Influence of monomer deformation on the competition between two types of σ-holes in tetrel bonds

Abstract

One of several tetrel (T) atoms was covalently attached to three F atoms and a substituted phenyl ring. A NH₃ base can form a tetrel bond with TF₃C₆H₂R₃ (T = Si, Ge, Sn, Pb; R = H, F, CH₃) in a position opposite either an F atom or the ring. The σ-hole opposite the highly electron-withdrawing F (T–F) is more intense than that opposite the ring (T–C). However, when the Lewis base deforms from a tetrahedral to a trigonal bipyramidal shape so as to accommodate the base, it is the T–C σ-hole that is more intense.
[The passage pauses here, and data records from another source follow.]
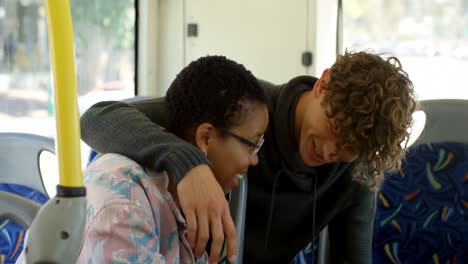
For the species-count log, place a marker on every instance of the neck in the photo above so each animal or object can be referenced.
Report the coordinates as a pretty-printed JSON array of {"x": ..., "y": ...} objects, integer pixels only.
[{"x": 301, "y": 108}]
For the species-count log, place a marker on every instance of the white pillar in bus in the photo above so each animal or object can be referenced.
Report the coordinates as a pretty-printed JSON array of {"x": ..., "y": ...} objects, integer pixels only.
[{"x": 148, "y": 48}]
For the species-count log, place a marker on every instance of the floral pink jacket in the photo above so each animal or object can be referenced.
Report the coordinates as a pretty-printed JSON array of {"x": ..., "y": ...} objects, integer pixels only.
[{"x": 131, "y": 217}]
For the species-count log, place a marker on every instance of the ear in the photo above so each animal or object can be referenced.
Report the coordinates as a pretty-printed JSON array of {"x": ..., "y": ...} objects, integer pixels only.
[
  {"x": 202, "y": 136},
  {"x": 318, "y": 90}
]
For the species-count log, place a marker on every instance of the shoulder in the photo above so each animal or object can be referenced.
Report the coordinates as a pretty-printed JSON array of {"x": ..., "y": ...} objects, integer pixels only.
[{"x": 114, "y": 179}]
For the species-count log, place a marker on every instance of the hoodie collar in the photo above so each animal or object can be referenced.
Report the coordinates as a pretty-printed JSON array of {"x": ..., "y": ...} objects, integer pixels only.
[{"x": 284, "y": 116}]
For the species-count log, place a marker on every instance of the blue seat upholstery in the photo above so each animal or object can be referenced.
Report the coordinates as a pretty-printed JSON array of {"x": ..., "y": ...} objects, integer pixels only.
[
  {"x": 422, "y": 210},
  {"x": 21, "y": 182}
]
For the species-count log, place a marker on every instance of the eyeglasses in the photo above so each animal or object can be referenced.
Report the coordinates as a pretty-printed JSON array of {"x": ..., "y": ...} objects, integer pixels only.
[{"x": 253, "y": 147}]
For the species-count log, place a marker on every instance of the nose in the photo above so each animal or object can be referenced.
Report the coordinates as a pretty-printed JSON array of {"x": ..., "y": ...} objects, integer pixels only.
[{"x": 254, "y": 160}]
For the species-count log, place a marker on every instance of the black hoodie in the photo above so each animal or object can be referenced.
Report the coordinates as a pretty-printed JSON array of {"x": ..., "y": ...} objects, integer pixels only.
[{"x": 285, "y": 197}]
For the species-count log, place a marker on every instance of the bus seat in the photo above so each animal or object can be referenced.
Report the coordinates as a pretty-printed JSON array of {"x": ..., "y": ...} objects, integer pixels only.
[
  {"x": 422, "y": 210},
  {"x": 22, "y": 190}
]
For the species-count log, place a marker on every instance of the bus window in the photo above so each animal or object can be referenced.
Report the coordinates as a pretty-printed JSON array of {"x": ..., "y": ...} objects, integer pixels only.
[
  {"x": 429, "y": 37},
  {"x": 104, "y": 38}
]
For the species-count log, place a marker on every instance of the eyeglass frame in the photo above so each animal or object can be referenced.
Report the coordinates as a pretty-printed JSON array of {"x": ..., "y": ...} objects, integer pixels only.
[{"x": 242, "y": 139}]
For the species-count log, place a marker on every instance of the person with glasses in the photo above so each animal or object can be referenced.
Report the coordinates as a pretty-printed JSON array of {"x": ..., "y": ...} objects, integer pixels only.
[
  {"x": 328, "y": 145},
  {"x": 134, "y": 216}
]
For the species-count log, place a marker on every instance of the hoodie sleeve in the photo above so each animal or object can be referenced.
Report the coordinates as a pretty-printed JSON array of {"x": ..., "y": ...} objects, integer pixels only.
[
  {"x": 134, "y": 130},
  {"x": 351, "y": 231}
]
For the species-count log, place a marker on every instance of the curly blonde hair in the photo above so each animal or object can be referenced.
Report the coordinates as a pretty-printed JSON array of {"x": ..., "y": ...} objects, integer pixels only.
[{"x": 370, "y": 102}]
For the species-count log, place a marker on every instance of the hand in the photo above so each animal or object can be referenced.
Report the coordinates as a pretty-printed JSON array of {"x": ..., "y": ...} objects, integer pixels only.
[{"x": 206, "y": 210}]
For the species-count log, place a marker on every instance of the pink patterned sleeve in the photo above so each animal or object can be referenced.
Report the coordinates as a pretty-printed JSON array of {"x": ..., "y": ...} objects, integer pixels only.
[{"x": 122, "y": 233}]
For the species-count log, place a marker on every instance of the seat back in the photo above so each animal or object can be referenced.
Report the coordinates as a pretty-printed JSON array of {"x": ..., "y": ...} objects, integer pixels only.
[
  {"x": 422, "y": 210},
  {"x": 19, "y": 159},
  {"x": 22, "y": 190}
]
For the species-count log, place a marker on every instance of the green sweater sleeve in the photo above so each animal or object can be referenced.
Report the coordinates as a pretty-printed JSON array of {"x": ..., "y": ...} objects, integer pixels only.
[{"x": 135, "y": 130}]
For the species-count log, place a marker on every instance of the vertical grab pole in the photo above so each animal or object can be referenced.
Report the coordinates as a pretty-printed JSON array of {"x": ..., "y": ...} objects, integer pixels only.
[{"x": 56, "y": 232}]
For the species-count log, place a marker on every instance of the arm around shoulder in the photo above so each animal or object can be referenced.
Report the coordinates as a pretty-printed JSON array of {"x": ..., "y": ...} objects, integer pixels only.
[{"x": 135, "y": 130}]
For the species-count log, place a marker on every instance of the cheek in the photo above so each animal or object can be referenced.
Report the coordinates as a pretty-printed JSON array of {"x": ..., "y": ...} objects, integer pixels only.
[{"x": 226, "y": 162}]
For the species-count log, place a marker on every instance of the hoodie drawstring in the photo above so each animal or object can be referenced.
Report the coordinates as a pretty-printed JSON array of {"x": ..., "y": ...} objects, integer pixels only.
[
  {"x": 272, "y": 205},
  {"x": 313, "y": 221}
]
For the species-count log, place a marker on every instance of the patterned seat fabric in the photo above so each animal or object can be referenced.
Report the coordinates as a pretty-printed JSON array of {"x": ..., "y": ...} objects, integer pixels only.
[{"x": 422, "y": 211}]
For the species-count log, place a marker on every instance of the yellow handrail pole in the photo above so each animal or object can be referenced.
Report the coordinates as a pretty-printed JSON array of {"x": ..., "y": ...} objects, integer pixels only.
[{"x": 65, "y": 94}]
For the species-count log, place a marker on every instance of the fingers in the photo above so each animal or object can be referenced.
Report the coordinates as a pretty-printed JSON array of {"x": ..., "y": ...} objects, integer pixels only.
[
  {"x": 191, "y": 220},
  {"x": 217, "y": 237},
  {"x": 231, "y": 235},
  {"x": 203, "y": 233}
]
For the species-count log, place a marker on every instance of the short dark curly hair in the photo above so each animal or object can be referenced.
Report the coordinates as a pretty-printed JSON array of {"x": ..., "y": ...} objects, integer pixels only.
[
  {"x": 371, "y": 101},
  {"x": 212, "y": 89}
]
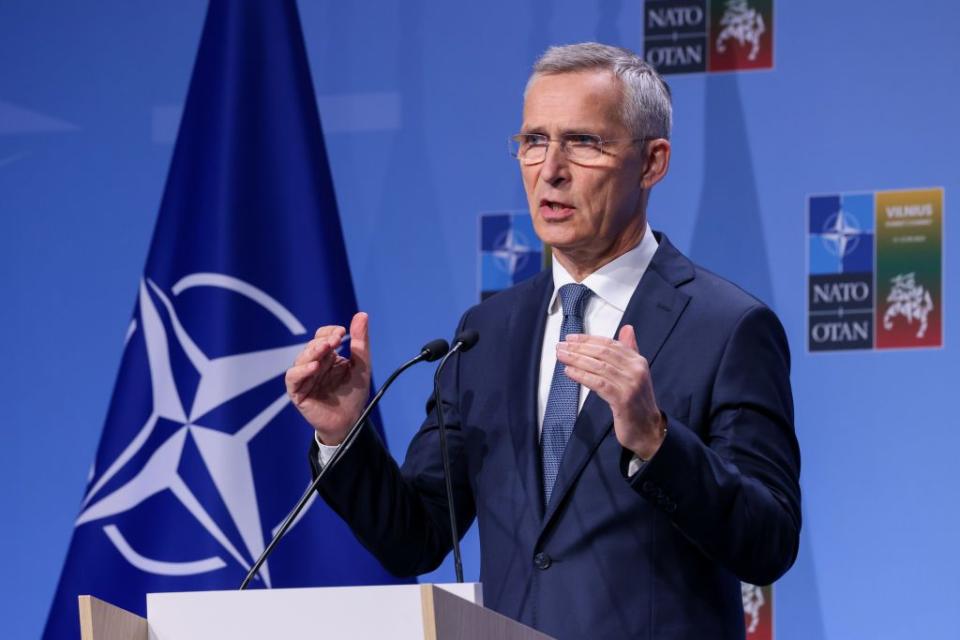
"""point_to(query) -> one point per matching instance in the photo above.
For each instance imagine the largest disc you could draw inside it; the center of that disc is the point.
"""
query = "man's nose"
(555, 168)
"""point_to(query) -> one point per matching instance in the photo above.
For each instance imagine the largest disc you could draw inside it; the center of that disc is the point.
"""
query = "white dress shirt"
(612, 285)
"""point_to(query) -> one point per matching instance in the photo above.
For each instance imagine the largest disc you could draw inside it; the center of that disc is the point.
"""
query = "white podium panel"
(331, 612)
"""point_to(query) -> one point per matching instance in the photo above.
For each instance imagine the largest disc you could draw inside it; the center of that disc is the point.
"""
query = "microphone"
(464, 341)
(433, 350)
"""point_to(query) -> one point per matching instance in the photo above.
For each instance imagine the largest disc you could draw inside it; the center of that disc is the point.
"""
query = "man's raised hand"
(329, 390)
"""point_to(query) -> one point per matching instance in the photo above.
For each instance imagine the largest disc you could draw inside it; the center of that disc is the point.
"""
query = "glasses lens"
(582, 147)
(530, 148)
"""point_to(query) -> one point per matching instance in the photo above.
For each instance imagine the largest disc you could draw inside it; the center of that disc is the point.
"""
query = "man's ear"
(657, 162)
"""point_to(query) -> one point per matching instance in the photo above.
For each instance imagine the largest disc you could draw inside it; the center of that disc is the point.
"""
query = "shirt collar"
(614, 282)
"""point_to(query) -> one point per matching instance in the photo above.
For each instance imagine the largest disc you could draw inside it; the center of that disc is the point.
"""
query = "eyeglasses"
(582, 148)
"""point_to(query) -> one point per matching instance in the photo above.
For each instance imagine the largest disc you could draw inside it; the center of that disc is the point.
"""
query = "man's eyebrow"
(563, 132)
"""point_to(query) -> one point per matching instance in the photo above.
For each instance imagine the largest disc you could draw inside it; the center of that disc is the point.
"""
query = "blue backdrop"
(417, 99)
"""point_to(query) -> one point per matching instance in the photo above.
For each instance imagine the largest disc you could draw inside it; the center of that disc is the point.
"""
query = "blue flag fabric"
(202, 454)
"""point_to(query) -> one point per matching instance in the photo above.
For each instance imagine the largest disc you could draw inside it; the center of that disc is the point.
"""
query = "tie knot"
(573, 297)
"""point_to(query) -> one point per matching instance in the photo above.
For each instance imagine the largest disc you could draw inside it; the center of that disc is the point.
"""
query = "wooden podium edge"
(449, 617)
(100, 620)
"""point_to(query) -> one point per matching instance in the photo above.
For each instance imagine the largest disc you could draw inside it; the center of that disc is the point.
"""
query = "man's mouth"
(554, 209)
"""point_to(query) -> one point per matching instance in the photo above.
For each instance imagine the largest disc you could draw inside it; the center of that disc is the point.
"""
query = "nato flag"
(202, 454)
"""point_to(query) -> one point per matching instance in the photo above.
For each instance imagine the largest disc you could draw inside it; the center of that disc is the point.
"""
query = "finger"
(299, 377)
(314, 350)
(628, 337)
(360, 338)
(583, 338)
(602, 386)
(601, 362)
(616, 354)
(330, 330)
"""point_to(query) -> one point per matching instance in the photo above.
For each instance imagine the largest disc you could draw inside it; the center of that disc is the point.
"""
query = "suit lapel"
(654, 309)
(525, 336)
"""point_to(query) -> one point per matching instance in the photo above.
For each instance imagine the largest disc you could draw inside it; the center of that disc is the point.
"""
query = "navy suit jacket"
(658, 555)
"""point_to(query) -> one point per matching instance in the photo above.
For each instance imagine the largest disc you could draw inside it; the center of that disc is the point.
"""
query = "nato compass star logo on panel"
(695, 36)
(840, 293)
(185, 452)
(510, 251)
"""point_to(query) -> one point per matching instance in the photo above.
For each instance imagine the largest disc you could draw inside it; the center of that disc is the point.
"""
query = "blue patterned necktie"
(564, 399)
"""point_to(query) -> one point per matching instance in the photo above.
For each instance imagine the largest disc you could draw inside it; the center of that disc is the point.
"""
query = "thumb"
(628, 337)
(360, 338)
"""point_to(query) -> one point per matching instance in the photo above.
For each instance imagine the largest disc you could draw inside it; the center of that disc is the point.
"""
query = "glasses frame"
(564, 140)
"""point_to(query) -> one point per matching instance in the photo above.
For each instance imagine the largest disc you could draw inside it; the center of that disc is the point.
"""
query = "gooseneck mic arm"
(431, 351)
(463, 342)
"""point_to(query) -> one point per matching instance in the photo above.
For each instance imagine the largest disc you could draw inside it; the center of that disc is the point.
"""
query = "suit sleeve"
(400, 513)
(735, 493)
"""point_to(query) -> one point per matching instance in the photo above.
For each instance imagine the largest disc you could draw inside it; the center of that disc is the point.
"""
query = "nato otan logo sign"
(691, 36)
(510, 251)
(875, 264)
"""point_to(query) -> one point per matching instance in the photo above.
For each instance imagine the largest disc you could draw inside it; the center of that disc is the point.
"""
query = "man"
(623, 431)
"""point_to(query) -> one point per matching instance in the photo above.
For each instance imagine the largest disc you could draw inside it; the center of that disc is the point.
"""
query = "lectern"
(422, 612)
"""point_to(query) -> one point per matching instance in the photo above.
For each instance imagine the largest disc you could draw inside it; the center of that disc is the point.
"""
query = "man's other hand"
(615, 371)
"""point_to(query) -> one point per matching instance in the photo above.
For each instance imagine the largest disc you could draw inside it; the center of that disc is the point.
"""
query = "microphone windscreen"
(435, 349)
(467, 339)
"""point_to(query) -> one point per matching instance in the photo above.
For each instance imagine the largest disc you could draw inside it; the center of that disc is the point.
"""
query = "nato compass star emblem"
(512, 250)
(152, 464)
(841, 233)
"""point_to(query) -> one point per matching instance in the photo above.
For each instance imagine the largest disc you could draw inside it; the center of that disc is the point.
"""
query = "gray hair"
(646, 105)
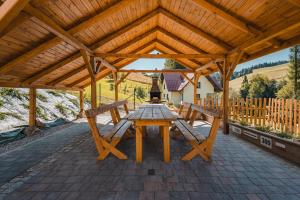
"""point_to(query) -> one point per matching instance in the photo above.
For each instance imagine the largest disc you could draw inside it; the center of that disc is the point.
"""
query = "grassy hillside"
(278, 72)
(126, 89)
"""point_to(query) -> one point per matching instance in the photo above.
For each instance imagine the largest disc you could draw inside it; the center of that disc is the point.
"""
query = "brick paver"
(239, 171)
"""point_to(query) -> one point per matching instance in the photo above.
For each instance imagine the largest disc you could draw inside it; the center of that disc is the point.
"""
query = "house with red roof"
(176, 88)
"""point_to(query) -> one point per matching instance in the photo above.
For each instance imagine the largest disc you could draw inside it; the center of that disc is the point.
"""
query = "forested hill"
(249, 70)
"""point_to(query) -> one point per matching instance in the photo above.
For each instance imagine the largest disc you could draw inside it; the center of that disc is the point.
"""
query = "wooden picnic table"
(152, 115)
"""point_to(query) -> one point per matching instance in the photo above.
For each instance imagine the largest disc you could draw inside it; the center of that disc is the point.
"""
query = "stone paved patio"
(70, 171)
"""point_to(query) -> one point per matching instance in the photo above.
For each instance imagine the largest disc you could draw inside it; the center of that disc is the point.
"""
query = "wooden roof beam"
(196, 30)
(156, 56)
(208, 65)
(55, 41)
(178, 39)
(120, 48)
(96, 45)
(164, 71)
(9, 10)
(37, 86)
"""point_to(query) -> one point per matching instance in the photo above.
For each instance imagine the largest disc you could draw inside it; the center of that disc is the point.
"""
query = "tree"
(244, 91)
(171, 64)
(140, 93)
(286, 92)
(262, 87)
(294, 70)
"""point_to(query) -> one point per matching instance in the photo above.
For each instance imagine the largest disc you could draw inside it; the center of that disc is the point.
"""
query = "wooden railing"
(280, 114)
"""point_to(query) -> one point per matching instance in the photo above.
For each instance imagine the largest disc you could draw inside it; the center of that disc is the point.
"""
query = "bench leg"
(139, 143)
(166, 139)
(198, 149)
(110, 148)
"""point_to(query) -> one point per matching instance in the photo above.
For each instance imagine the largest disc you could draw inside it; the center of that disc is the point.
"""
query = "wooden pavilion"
(69, 45)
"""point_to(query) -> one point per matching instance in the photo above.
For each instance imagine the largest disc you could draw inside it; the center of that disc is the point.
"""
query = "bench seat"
(189, 132)
(117, 131)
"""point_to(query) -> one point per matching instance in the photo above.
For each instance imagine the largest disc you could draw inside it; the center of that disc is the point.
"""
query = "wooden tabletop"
(152, 112)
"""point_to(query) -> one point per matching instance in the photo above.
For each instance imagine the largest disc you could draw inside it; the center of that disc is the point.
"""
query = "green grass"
(126, 89)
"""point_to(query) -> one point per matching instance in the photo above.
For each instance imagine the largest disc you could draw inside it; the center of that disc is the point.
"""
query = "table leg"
(139, 143)
(166, 139)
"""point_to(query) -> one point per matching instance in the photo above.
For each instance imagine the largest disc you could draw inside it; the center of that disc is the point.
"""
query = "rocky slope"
(50, 106)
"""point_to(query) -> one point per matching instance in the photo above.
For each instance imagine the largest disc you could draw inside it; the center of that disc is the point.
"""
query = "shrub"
(266, 129)
(26, 106)
(2, 116)
(41, 113)
(54, 93)
(42, 98)
(75, 102)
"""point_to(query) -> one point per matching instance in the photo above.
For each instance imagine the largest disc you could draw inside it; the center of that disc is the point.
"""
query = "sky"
(159, 63)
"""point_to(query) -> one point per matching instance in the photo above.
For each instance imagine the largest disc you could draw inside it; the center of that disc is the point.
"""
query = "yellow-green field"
(105, 89)
(278, 72)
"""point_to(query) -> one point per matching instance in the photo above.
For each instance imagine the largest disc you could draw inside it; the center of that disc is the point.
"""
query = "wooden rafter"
(87, 62)
(123, 78)
(180, 40)
(9, 10)
(155, 56)
(66, 76)
(55, 41)
(170, 48)
(95, 46)
(197, 30)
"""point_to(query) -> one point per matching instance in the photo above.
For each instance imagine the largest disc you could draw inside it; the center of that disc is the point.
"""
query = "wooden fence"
(280, 114)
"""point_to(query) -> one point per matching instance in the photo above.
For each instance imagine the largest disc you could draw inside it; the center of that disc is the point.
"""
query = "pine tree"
(244, 91)
(294, 70)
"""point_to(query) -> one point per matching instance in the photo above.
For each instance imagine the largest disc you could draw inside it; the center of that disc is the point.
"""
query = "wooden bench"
(201, 145)
(185, 111)
(107, 141)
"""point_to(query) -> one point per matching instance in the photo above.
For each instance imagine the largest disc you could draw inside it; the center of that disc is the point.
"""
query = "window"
(199, 84)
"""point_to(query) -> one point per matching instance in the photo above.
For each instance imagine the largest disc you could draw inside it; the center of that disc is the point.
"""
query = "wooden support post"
(93, 93)
(196, 78)
(81, 104)
(32, 107)
(116, 86)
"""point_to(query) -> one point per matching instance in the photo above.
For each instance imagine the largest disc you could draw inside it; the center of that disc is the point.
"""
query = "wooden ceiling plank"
(20, 19)
(66, 76)
(270, 34)
(54, 28)
(87, 62)
(178, 39)
(9, 10)
(156, 56)
(96, 45)
(197, 30)
(229, 18)
(55, 41)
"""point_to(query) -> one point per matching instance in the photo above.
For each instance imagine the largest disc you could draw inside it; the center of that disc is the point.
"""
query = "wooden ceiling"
(40, 41)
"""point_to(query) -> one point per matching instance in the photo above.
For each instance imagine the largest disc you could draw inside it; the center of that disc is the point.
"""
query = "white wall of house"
(187, 94)
(205, 88)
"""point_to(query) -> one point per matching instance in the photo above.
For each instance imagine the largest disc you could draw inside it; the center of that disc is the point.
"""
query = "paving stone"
(69, 170)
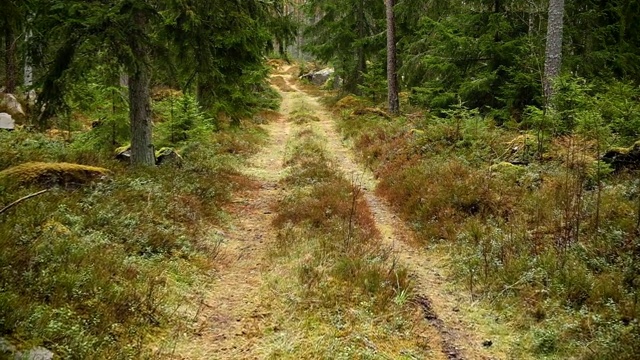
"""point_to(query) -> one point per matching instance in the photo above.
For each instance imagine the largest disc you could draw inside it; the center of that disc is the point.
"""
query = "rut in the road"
(233, 315)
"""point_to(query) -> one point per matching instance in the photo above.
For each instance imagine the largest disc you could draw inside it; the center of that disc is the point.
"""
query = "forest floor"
(238, 317)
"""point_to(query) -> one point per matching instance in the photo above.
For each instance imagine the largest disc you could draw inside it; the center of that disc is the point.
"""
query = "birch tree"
(392, 74)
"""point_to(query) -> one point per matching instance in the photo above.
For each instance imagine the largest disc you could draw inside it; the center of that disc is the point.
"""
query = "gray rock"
(321, 77)
(11, 105)
(123, 153)
(9, 351)
(7, 122)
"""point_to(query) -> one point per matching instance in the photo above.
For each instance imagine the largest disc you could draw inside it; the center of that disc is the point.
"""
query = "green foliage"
(548, 244)
(347, 35)
(180, 121)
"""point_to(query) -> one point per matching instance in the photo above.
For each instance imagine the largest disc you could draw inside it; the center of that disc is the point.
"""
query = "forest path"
(462, 328)
(234, 313)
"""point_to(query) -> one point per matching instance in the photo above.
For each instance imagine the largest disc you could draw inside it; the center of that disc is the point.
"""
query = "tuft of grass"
(39, 173)
(99, 271)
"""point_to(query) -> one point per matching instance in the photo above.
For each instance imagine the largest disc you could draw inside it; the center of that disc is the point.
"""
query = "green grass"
(543, 244)
(337, 293)
(98, 271)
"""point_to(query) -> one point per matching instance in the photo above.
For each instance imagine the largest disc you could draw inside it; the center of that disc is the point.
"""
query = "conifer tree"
(553, 53)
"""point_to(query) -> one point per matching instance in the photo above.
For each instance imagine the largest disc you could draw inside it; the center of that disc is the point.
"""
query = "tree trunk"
(142, 152)
(361, 67)
(553, 54)
(392, 75)
(10, 60)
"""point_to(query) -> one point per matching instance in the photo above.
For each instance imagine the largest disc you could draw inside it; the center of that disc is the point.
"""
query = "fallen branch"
(23, 199)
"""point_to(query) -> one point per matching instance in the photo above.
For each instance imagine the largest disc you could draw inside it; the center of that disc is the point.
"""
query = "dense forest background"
(516, 157)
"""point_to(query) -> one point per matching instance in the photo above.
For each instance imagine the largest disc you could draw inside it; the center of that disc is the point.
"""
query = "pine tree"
(392, 76)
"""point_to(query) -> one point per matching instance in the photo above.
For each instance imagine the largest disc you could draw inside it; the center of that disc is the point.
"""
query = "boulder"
(49, 174)
(37, 353)
(169, 156)
(31, 98)
(9, 104)
(623, 158)
(7, 122)
(123, 153)
(319, 77)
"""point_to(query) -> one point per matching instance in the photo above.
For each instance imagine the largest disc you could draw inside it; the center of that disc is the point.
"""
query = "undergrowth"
(97, 271)
(342, 295)
(538, 227)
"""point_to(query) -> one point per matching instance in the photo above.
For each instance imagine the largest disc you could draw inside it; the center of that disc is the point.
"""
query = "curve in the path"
(232, 316)
(462, 326)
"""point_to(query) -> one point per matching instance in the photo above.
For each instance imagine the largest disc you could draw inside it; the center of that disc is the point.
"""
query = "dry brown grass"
(281, 83)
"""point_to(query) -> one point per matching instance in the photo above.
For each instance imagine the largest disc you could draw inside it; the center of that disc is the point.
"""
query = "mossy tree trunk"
(142, 152)
(392, 75)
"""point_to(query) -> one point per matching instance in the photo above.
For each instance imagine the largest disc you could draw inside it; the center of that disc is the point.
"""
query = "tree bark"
(392, 74)
(553, 53)
(10, 60)
(142, 152)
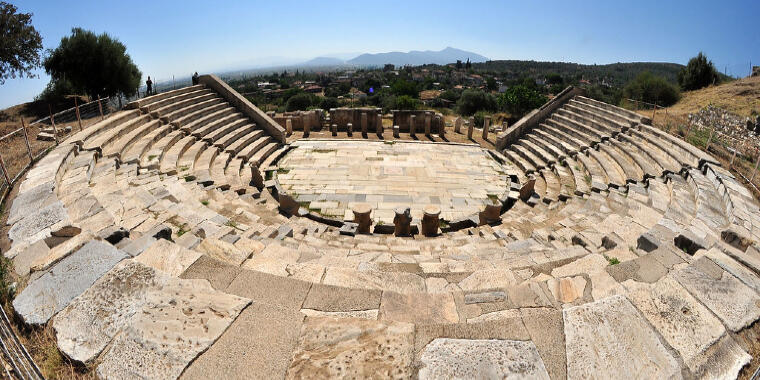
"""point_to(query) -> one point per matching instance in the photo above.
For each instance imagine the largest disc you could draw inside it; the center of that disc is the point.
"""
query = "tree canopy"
(472, 101)
(652, 89)
(20, 44)
(699, 73)
(519, 100)
(299, 102)
(97, 65)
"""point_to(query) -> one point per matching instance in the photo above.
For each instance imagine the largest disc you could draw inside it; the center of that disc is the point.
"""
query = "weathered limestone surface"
(30, 201)
(546, 331)
(418, 308)
(353, 348)
(259, 343)
(36, 225)
(479, 359)
(734, 303)
(51, 292)
(688, 327)
(168, 257)
(609, 337)
(158, 323)
(179, 316)
(222, 250)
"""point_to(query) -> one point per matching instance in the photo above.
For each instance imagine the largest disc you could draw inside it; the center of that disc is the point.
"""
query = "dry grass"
(40, 342)
(741, 97)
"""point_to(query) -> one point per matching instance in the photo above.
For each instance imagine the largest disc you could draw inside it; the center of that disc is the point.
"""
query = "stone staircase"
(641, 256)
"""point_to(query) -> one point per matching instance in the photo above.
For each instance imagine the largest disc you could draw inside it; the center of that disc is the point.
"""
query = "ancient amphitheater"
(188, 236)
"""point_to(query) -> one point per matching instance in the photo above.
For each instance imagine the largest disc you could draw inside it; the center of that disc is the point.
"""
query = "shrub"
(406, 102)
(473, 101)
(328, 102)
(698, 73)
(480, 117)
(298, 102)
(519, 100)
(652, 89)
(450, 95)
(402, 87)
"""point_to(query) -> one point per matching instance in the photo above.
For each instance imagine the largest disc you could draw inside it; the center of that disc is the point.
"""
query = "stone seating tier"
(591, 281)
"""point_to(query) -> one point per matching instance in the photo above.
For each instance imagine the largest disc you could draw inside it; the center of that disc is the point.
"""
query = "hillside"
(740, 97)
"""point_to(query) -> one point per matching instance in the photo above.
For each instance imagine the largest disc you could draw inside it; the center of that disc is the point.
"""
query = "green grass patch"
(6, 291)
(698, 137)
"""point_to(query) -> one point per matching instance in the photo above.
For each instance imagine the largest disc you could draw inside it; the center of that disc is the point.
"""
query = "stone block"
(51, 292)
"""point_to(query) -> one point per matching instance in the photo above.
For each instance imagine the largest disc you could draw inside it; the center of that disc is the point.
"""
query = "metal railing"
(741, 154)
(23, 146)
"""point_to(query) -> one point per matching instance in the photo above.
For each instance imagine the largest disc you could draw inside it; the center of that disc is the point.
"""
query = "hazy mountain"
(416, 57)
(324, 61)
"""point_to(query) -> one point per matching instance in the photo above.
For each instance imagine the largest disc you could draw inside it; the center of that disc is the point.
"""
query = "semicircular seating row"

Accordingly, it is the T–C tetrel-bonded complex for which there is a larger interaction energy with NH₃, as high as 34 kcal mol⁻¹. Countering this trend, it requires more energy for the TF₃C₆H₂R₃ to deform into the geometry it adopts within the T–C complex than within its T–F counterpart. There is consequently a balance between the overall binding energies of the two competing sites. The smaller tetrel atoms Si and Ge, with their larger deformation energies, show a preference for T–F tetrel binding, while the T–C site is preferred by Pb which suffers from a smaller degree of deformation energy. There is a near balance for T = Sn and the two sites show comparable binding energies.